The Variables in the Equation output shows us that the regression equation is
ln(ODDS) = -.847 + 1.217Gender .
Variables in the Equation
Satep 1
gender Constant
B 1.217 -.847
S.E. .245 .154
a. Variable(s) entered on s tep 1: gender.
Wald 24.757 30.152
df 1 1
Sig. .000 .000
Exp(B) 3.376 .429
We can now use this model to predict the odds that a subject of a given gender will decide to continue the research. The odds prediction equation is ODDS = ea+bX . If our subject is a woman (gender = 0), then the ODDS = e -.847 +1.217(0) = e -.847 = 0.429 . That is, a woman is only .429 as likely to decide to continue the research as she is to decide to stop the research. If our subject is a man (gender = 1), then the ODDS = e-.847+1.217(1) = e.37 = 1.448 . That is, a man is 1.448 times more likely to decide to continue the research than to decide to stop the research.

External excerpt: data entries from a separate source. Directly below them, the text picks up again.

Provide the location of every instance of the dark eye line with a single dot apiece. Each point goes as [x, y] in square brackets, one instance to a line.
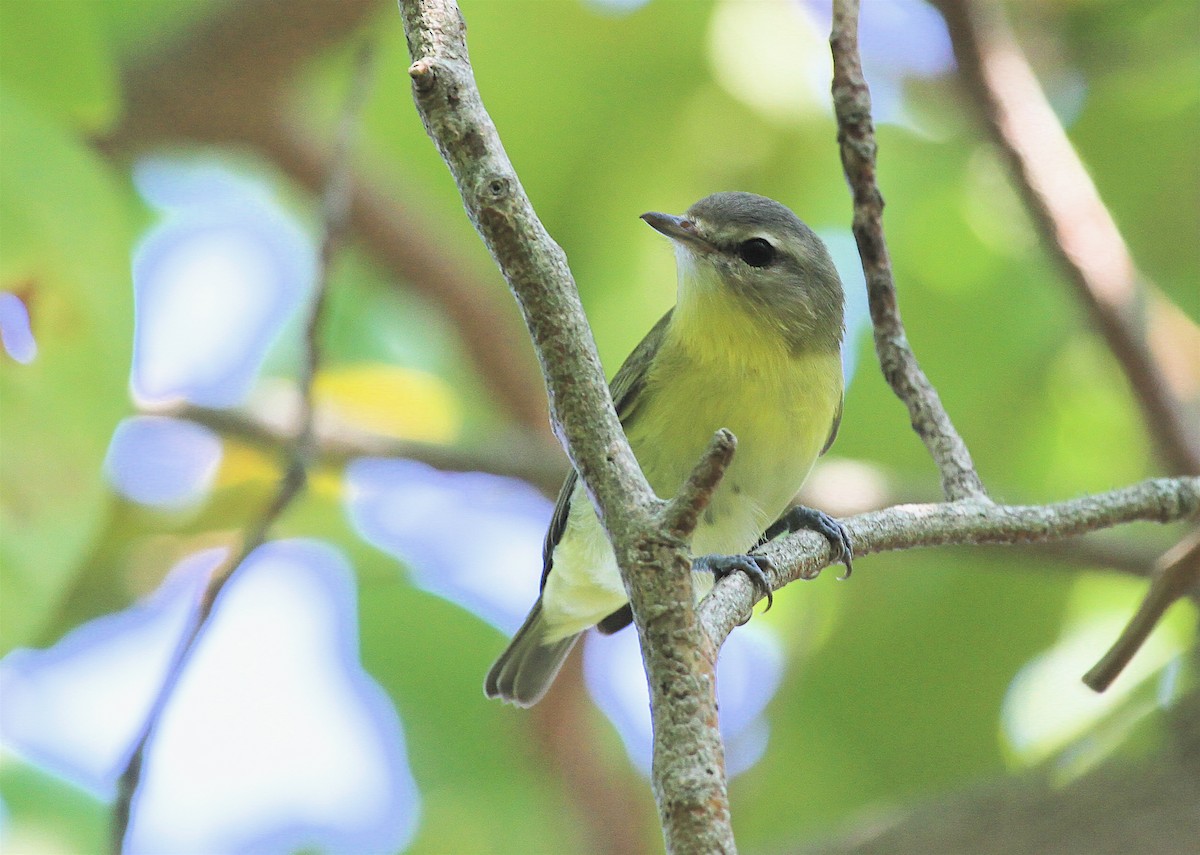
[757, 252]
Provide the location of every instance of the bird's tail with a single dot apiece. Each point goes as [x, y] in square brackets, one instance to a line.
[528, 665]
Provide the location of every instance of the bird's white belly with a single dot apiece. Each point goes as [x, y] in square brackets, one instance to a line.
[779, 438]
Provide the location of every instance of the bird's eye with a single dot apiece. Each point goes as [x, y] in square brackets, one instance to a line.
[756, 252]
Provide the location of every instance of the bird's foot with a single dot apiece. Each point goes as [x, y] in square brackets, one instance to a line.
[802, 518]
[754, 566]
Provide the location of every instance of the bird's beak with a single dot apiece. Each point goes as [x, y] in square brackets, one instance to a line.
[677, 228]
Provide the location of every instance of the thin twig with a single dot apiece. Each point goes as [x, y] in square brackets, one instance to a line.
[1074, 223]
[953, 524]
[856, 136]
[292, 484]
[1176, 575]
[517, 454]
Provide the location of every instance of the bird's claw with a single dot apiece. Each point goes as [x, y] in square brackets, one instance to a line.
[754, 566]
[802, 518]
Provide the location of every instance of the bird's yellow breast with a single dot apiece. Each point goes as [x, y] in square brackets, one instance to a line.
[718, 366]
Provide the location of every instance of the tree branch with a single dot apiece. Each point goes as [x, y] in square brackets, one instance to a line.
[970, 521]
[1176, 575]
[225, 83]
[856, 138]
[1073, 221]
[689, 763]
[297, 456]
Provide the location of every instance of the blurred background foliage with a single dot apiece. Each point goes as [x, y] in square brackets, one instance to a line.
[929, 673]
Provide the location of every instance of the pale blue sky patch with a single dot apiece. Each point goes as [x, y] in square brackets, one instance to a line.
[469, 537]
[16, 332]
[161, 461]
[214, 282]
[275, 740]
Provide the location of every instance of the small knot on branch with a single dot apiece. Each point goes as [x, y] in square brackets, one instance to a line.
[683, 512]
[423, 73]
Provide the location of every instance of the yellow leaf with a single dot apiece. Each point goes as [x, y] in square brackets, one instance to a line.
[388, 400]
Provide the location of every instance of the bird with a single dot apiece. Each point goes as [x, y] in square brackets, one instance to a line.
[753, 345]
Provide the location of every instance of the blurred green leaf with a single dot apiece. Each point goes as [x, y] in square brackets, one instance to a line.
[64, 249]
[57, 57]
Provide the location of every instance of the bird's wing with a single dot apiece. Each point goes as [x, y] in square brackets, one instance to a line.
[837, 424]
[625, 387]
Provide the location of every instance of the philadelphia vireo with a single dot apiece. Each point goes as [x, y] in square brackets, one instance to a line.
[754, 345]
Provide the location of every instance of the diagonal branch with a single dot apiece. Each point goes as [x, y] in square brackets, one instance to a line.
[689, 760]
[1073, 221]
[225, 82]
[298, 454]
[856, 137]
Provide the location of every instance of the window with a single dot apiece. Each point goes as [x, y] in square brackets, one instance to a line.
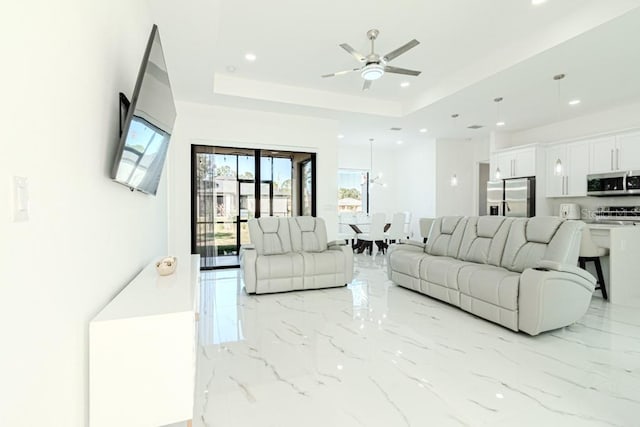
[353, 190]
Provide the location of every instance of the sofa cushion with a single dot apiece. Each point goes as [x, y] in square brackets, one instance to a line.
[564, 248]
[519, 252]
[308, 234]
[490, 284]
[270, 235]
[406, 262]
[445, 236]
[279, 266]
[542, 229]
[484, 239]
[442, 271]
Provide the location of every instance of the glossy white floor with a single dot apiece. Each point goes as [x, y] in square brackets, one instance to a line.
[375, 354]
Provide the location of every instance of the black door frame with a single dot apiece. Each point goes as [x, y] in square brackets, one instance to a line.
[257, 153]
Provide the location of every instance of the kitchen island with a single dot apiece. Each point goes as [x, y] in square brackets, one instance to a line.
[621, 268]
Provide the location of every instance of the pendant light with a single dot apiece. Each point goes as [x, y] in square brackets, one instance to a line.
[499, 121]
[454, 177]
[378, 178]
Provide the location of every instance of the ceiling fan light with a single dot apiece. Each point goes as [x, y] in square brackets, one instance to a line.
[372, 72]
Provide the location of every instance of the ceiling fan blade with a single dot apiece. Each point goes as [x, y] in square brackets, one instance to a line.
[396, 70]
[360, 57]
[402, 49]
[339, 73]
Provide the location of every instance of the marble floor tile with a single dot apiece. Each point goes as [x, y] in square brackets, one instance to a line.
[375, 354]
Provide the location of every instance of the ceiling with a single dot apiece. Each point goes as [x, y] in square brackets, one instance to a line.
[470, 53]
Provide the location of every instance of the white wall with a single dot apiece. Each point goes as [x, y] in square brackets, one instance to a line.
[612, 120]
[381, 199]
[211, 125]
[63, 65]
[408, 171]
[459, 157]
[415, 178]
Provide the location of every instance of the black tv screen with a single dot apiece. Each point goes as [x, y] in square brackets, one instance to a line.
[148, 124]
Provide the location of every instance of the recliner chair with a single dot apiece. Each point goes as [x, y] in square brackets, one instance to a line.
[289, 254]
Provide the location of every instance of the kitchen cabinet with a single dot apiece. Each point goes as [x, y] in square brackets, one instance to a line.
[567, 166]
[615, 153]
[516, 163]
[628, 154]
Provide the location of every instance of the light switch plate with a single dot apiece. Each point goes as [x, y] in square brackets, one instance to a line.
[20, 199]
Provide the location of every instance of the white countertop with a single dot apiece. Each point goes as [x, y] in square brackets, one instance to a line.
[600, 226]
[161, 294]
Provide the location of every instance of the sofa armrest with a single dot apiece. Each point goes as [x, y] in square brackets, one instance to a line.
[248, 257]
[412, 243]
[552, 295]
[567, 268]
[347, 252]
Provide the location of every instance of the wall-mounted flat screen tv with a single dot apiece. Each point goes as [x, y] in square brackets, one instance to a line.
[148, 124]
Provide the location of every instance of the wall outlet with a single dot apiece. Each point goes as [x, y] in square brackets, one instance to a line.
[20, 199]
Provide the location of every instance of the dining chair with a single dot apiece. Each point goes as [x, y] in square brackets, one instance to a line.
[425, 228]
[375, 234]
[345, 232]
[590, 252]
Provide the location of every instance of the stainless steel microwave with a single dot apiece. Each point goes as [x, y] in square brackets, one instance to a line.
[613, 183]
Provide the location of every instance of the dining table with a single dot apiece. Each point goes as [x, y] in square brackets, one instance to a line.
[360, 245]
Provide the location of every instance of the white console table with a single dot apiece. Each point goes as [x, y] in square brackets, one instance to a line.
[142, 350]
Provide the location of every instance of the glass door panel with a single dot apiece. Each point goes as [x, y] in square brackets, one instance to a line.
[224, 196]
[306, 188]
[266, 194]
[247, 209]
[282, 182]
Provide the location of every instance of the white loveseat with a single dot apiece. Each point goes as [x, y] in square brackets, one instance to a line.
[288, 254]
[520, 273]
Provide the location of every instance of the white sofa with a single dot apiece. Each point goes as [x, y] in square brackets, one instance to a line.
[518, 272]
[293, 253]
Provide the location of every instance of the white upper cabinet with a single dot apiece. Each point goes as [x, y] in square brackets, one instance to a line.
[515, 163]
[603, 152]
[628, 151]
[615, 153]
[524, 162]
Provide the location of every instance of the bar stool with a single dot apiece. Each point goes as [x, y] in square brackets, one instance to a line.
[590, 252]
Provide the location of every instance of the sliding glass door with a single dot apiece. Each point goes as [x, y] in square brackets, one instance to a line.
[230, 186]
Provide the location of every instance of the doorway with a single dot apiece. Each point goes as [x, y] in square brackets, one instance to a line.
[231, 186]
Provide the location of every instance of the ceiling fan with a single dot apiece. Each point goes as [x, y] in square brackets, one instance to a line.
[375, 65]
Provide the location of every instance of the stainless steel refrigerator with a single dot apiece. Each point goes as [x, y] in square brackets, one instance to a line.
[512, 197]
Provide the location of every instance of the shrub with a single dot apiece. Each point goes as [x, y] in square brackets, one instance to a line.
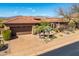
[1, 25]
[6, 34]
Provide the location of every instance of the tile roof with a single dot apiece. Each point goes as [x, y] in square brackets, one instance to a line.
[30, 19]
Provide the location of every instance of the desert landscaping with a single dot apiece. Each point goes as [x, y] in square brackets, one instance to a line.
[32, 35]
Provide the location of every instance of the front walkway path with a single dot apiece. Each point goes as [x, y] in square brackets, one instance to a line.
[28, 45]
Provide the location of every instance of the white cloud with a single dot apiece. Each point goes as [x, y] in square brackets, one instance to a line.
[15, 12]
[33, 10]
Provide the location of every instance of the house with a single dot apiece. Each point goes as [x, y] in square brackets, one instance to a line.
[24, 24]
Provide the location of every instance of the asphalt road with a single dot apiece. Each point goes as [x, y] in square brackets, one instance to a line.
[69, 50]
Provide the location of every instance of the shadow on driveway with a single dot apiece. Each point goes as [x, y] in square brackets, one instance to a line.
[69, 50]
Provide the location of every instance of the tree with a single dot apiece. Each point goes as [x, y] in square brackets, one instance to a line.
[71, 25]
[43, 27]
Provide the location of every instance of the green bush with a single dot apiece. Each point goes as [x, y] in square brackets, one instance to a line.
[6, 35]
[1, 25]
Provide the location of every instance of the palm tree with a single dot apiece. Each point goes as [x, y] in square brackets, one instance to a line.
[67, 16]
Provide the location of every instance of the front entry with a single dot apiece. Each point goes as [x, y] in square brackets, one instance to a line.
[18, 30]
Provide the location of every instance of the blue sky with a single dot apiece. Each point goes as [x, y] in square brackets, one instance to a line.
[31, 9]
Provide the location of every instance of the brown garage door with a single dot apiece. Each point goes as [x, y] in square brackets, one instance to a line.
[22, 30]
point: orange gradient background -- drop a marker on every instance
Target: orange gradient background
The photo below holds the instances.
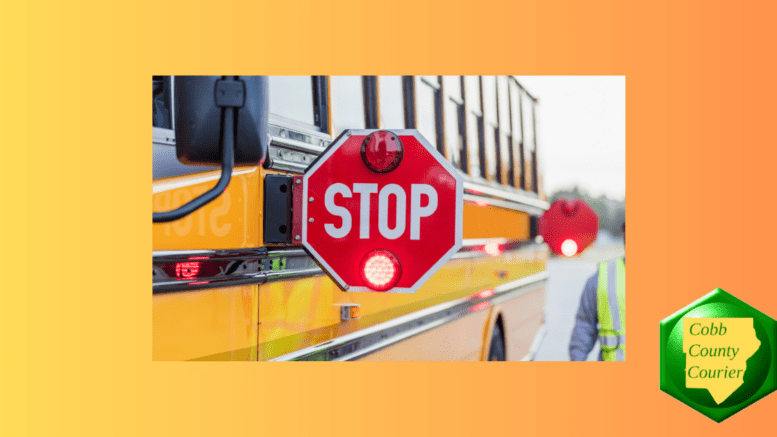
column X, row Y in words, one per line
column 76, row 302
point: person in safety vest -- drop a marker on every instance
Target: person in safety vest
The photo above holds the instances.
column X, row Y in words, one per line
column 602, row 313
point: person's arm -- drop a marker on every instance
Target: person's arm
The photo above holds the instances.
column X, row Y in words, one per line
column 586, row 332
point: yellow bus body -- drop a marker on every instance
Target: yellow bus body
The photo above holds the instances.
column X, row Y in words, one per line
column 291, row 313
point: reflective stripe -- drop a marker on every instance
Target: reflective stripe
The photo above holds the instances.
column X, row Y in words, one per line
column 612, row 295
column 611, row 303
column 612, row 341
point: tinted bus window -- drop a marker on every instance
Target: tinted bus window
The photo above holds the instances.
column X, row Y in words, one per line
column 505, row 139
column 425, row 117
column 474, row 122
column 292, row 97
column 527, row 112
column 391, row 102
column 162, row 108
column 515, row 110
column 490, row 117
column 347, row 103
column 454, row 113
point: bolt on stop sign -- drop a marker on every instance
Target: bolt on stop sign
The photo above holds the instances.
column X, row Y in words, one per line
column 382, row 210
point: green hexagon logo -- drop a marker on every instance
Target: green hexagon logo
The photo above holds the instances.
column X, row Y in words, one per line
column 718, row 355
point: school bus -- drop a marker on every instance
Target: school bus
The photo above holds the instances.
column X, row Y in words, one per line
column 228, row 283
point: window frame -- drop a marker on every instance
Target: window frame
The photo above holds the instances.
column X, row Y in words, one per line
column 162, row 135
column 461, row 121
column 378, row 100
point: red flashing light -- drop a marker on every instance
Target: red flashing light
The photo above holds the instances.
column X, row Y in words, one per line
column 569, row 207
column 569, row 247
column 482, row 294
column 479, row 307
column 187, row 270
column 380, row 270
column 382, row 151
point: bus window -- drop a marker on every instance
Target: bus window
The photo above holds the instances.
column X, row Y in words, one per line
column 455, row 131
column 505, row 138
column 391, row 102
column 162, row 110
column 527, row 111
column 515, row 111
column 347, row 103
column 474, row 125
column 425, row 89
column 292, row 97
column 490, row 121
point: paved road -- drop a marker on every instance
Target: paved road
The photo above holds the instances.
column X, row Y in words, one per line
column 567, row 276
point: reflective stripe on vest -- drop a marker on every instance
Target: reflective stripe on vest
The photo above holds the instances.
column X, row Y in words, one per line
column 611, row 303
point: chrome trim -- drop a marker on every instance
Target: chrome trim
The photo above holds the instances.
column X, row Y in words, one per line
column 279, row 164
column 298, row 264
column 504, row 204
column 164, row 136
column 296, row 145
column 297, row 126
column 501, row 193
column 369, row 340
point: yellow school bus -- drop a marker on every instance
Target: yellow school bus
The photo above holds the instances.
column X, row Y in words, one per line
column 229, row 283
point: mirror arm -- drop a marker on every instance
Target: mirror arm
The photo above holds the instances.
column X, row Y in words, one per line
column 228, row 163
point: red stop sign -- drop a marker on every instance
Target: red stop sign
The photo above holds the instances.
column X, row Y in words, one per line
column 382, row 210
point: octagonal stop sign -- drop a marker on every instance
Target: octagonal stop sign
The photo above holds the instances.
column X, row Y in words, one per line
column 382, row 210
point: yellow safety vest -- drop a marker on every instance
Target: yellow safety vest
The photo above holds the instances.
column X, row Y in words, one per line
column 611, row 303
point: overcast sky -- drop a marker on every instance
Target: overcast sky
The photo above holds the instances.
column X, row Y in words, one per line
column 581, row 132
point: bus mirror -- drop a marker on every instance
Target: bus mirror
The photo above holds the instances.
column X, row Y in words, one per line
column 198, row 119
column 218, row 120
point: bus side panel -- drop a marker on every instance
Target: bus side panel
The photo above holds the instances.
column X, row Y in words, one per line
column 300, row 313
column 231, row 221
column 215, row 324
column 492, row 222
column 522, row 318
column 460, row 340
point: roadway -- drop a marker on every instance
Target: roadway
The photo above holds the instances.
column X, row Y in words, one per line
column 566, row 278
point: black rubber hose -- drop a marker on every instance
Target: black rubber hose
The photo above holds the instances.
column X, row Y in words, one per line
column 227, row 164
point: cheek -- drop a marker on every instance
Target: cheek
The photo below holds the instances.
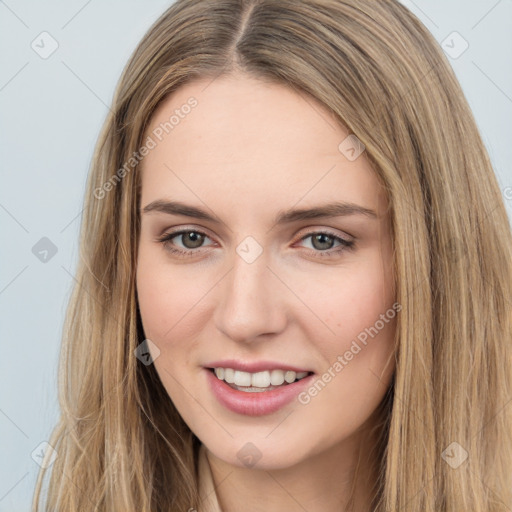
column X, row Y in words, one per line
column 170, row 300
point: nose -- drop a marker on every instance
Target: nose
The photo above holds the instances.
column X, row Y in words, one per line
column 251, row 301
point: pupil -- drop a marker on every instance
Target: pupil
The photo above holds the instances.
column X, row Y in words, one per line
column 196, row 239
column 321, row 239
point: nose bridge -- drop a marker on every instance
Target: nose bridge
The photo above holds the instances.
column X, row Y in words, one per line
column 248, row 304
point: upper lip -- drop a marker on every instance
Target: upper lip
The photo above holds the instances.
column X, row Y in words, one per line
column 255, row 366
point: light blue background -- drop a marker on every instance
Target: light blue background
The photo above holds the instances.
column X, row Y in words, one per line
column 51, row 111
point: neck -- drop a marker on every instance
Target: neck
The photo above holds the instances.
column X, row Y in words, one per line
column 340, row 478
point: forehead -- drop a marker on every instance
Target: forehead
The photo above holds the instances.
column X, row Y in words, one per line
column 266, row 141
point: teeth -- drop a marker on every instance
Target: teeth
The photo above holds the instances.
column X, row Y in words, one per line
column 229, row 375
column 259, row 379
column 242, row 378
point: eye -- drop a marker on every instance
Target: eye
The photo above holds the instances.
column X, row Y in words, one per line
column 191, row 240
column 322, row 243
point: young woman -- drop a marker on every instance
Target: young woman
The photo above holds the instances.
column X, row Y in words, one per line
column 295, row 282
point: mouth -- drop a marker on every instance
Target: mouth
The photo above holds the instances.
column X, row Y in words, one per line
column 258, row 382
column 264, row 391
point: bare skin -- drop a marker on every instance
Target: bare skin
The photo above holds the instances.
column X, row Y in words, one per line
column 248, row 151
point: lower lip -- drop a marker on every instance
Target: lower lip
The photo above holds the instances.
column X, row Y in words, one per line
column 255, row 404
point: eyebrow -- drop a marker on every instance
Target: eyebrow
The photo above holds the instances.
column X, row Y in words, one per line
column 335, row 209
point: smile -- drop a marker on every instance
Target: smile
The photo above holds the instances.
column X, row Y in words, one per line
column 256, row 393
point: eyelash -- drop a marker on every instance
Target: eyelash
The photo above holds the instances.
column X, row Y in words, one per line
column 328, row 253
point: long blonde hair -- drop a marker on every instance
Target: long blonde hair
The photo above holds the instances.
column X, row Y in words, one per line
column 121, row 444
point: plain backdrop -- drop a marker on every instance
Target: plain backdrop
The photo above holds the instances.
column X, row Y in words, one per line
column 51, row 109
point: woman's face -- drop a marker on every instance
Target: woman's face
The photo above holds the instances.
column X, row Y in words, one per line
column 277, row 265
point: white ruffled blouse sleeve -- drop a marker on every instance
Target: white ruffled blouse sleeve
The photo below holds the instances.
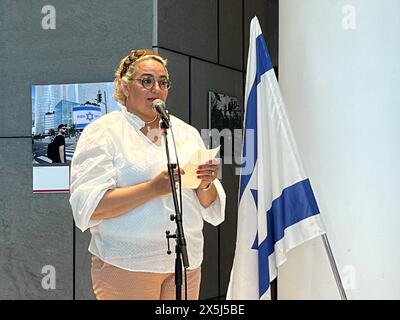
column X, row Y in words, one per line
column 92, row 174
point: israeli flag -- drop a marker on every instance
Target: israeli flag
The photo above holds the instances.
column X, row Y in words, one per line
column 277, row 209
column 83, row 115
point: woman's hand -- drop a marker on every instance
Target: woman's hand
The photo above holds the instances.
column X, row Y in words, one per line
column 207, row 173
column 161, row 184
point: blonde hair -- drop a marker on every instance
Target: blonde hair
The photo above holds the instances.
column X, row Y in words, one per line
column 126, row 69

We can easily convert odds to probabilities. For our women, Y^ = ODDS = 0.429 = 0.30 . That is, our model predicts that 30% of women will decide to
1+ ODDS 1.429 continue the research. For our men, Y^ = ODDS = 1.448 = 0.59 . That is, our model predicts that
1+ ODDS 2.448 59% of men will decide to continue the research
The Variables in the Equation output also gives us the Exp(B). This is better known as the odds ratio predicted by the model. This odds ratio can be computed by raising the base of the
5 natural log to the bth power, where b is the slope from our logistic regression equation. For our model, e1.217 = 3.376 . That tells us that the model predicts that the odds of deciding to
continue the research are 3.376 times higher for men than they are for women. For the men, the odds are 1.448, and for the women they are 0.429. The odds ratio is
1.448 / 0.429 = 3.376 .
The results of our logistic regression can be used to classify subjects with respect to what decision we think they will make. As noted earlier, our model leads to the prediction that the probability of deciding to continue the research is 30% for women and 59% for men. Before we can use this information to classify subjects, we need to have a decision rule. Our decision rule will take the following form: If the probability of the event is greater than or equal to some threshold, we shall predict that the event will take place. By default, SPSS sets this threshold to .5. While that seems reasonable, in many cases we may want to set it higher or lower than .5. More on this later. Using the default threshold, SPSS will classify a subject into the "Continue the Research" category if the estimated probability is .5 or more, which it is for every male subject. SPSS will classify a subject into the "Stop the Research" category if the estimated probability is less than .5, which it is for every female subject.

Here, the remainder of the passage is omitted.